In our lifetime, 1 in 5 people will be affected by cancer, a disease where cells grow uncontrollably and cause tumors in the body. Tumors can be benign, meaning not cancerous, or malignant, meaning cancerous, and in 2022 there were an estimated 9.7 million deaths from malignant cancers worldwide. But in this programme, we'll be focusing on some good news instead.
Vaccines are medicine which protect the human body by making it immune from a certain disease. Now, there's been a sudden and important discovery- a breakthrough- in the development of a new vaccine called mRNA.
So, could a vaccine for cancer soon become a reality? That's what we'll be finding out, as well as learning some useful new words and phrases. And remember, if you like listening to 6 Minute English and want to read along at the same time, you can find a transcript for the programme on our website, bbclearningenglish.com.
Now I have a question for you, Beth. We've mentioned some of the most recent vaccines, but which disease did the first successful vaccine treat? Was it:
a) flu b) polio or c) smallpox?
I'm going to say polio.
OK, well, we'll find out the correct answer at the end of the programme. You might wonder why the body's immune system doesn't fight cancer automatically. The reason is that cancer has clever ways of hiding from our natural defences, as Dr Meredith McKean, director of research at Tennessee Oncology, explained to BBC World Service programme, The Inquiry:
There's been a number of studies that have demonstrated the different techniques that the cancer has developed to be able to put up signals or proteins, essentially, on the surface of the cancer cells, to tell the immune system, 'Go away! There's nothing here to look at!' And so it's actually been hijacking these receptors to essentially tell the immune system to kind of take the brakes off, and be more aggressive in fighting cancer. That's really allowed a breakthrough with immune therapy over the past decade.
Cancer cells switch off the immune system by pretending to be healthy cells. It's like they're saying Nothing to see here!- and informal phrase which can be used to encourage people to move or look away from something, either in a playful way, or to cover something up. For example, a police officer at a crime scene might say, "Nothing to see here!" to move people on.
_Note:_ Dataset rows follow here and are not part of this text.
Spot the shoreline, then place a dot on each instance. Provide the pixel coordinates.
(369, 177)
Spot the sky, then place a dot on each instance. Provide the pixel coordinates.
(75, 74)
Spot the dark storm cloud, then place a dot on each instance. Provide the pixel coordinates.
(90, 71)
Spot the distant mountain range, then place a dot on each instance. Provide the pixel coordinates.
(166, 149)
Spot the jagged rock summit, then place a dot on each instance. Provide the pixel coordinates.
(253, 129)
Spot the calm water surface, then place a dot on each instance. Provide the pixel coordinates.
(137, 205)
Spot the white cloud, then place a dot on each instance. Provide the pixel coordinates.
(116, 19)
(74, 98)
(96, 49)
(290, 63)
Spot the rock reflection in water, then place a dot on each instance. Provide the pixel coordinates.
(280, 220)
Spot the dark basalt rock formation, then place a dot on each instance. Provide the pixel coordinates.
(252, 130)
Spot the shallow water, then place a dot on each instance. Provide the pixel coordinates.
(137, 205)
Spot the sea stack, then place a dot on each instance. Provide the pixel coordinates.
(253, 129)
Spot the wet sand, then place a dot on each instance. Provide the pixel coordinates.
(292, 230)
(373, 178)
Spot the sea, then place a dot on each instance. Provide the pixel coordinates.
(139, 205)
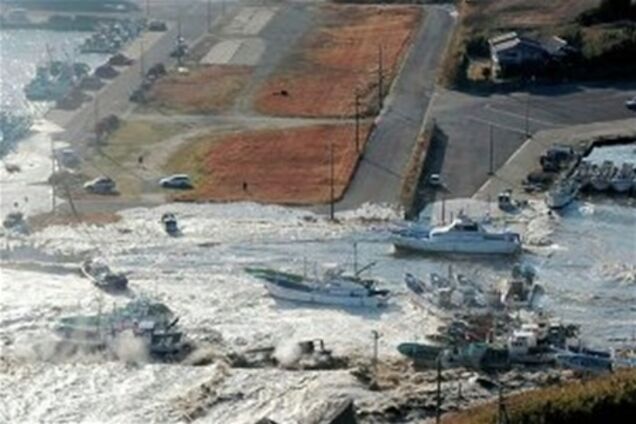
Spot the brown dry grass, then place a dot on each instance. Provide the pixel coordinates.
(339, 56)
(205, 89)
(287, 166)
(524, 13)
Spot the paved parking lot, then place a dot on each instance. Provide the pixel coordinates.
(468, 121)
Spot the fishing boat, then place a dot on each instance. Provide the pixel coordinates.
(623, 180)
(149, 322)
(562, 194)
(101, 275)
(13, 127)
(333, 288)
(463, 236)
(603, 175)
(169, 221)
(422, 354)
(521, 291)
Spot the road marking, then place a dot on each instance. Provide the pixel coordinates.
(520, 116)
(494, 124)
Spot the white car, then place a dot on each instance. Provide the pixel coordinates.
(176, 181)
(100, 185)
(435, 180)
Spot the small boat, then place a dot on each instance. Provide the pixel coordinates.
(562, 194)
(331, 289)
(463, 236)
(603, 175)
(521, 291)
(170, 224)
(150, 322)
(102, 276)
(421, 354)
(623, 180)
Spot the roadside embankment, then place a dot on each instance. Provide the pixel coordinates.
(527, 158)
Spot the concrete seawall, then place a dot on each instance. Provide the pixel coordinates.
(526, 159)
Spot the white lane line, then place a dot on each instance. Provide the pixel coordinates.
(522, 117)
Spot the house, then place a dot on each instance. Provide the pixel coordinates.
(512, 53)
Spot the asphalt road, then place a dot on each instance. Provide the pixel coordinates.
(113, 98)
(467, 121)
(379, 176)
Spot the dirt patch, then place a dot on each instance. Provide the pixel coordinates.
(204, 89)
(339, 56)
(288, 166)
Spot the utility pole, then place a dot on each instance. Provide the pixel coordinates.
(331, 182)
(491, 170)
(380, 77)
(142, 70)
(357, 112)
(376, 337)
(209, 15)
(52, 174)
(438, 397)
(528, 116)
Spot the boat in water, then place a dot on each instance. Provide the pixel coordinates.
(624, 178)
(13, 127)
(521, 290)
(562, 194)
(169, 221)
(102, 276)
(333, 288)
(422, 354)
(463, 236)
(149, 322)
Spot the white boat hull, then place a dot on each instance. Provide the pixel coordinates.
(323, 297)
(480, 247)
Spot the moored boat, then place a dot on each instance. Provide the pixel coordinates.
(463, 236)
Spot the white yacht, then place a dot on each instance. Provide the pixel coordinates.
(561, 194)
(463, 235)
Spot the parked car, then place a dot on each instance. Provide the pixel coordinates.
(157, 26)
(101, 185)
(435, 180)
(176, 181)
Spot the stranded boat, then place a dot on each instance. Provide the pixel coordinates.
(102, 276)
(463, 236)
(333, 288)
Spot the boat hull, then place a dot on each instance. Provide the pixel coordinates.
(323, 297)
(492, 247)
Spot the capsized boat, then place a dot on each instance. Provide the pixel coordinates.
(562, 194)
(333, 288)
(150, 322)
(463, 235)
(102, 276)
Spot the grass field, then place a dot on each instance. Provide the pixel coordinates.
(205, 89)
(289, 166)
(339, 56)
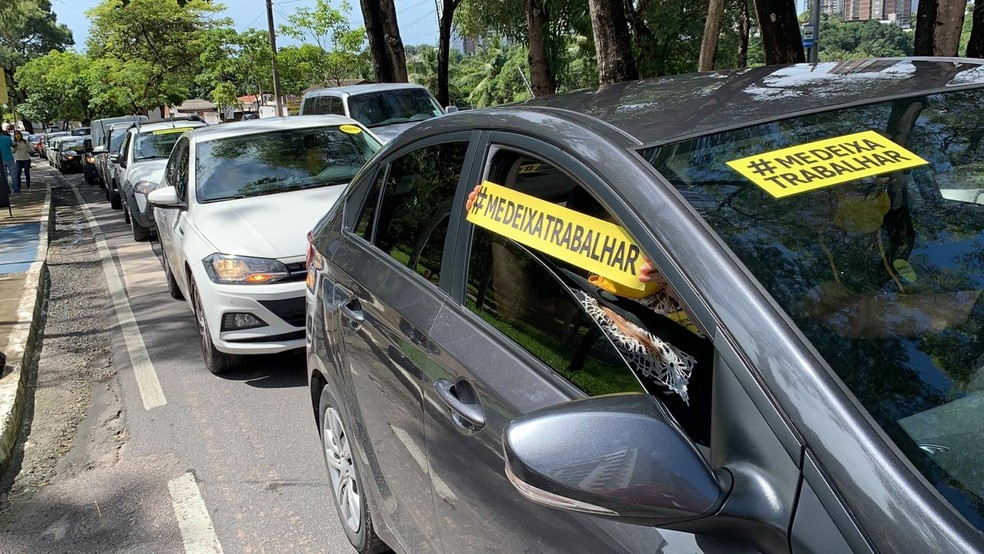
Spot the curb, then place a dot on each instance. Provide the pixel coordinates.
(21, 347)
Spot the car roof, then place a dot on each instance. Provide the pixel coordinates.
(169, 124)
(350, 90)
(269, 125)
(671, 108)
(657, 111)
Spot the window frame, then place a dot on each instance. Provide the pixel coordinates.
(358, 197)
So, in other words, cancer hijacks healthy cells- it takes control of something which doesn't belong to it and uses it for its own advantage.
So, how would a vaccine change things? Well, existing treatments, like chemotherapy, aggressively target the cancer, but also attack healthy tissue, creating unpleasant side effects. Now breakthrough vaccines, on the other hand, retain the immune system to ecognize cancer cells and eliminate those, and only those, naturally- even in patients with the disease already. Here's, Professor Eduardo Sanchez, of the Anderson Cancer Center in Texas, explaining more to BBC World Service's, The Inquiry:
Basically the cancer cells are telling the immune system, 'Don't attack me, don't eat me', right? The immune system has forgotten how to go about recognizing those cancer cells, becoming blind to recognize those aberrations that cancer cells generate, and what we want to do with vaccines is to re-educate the immune system.
In cancer patients, the immune system is blind to cancerous growths- it completely fails to notice them or be aware of their danger, so the vaccine re-educates the immune system, or teaches it to behave, in a different way.
-aberration: a temporary change from the typical or usual way of behaving.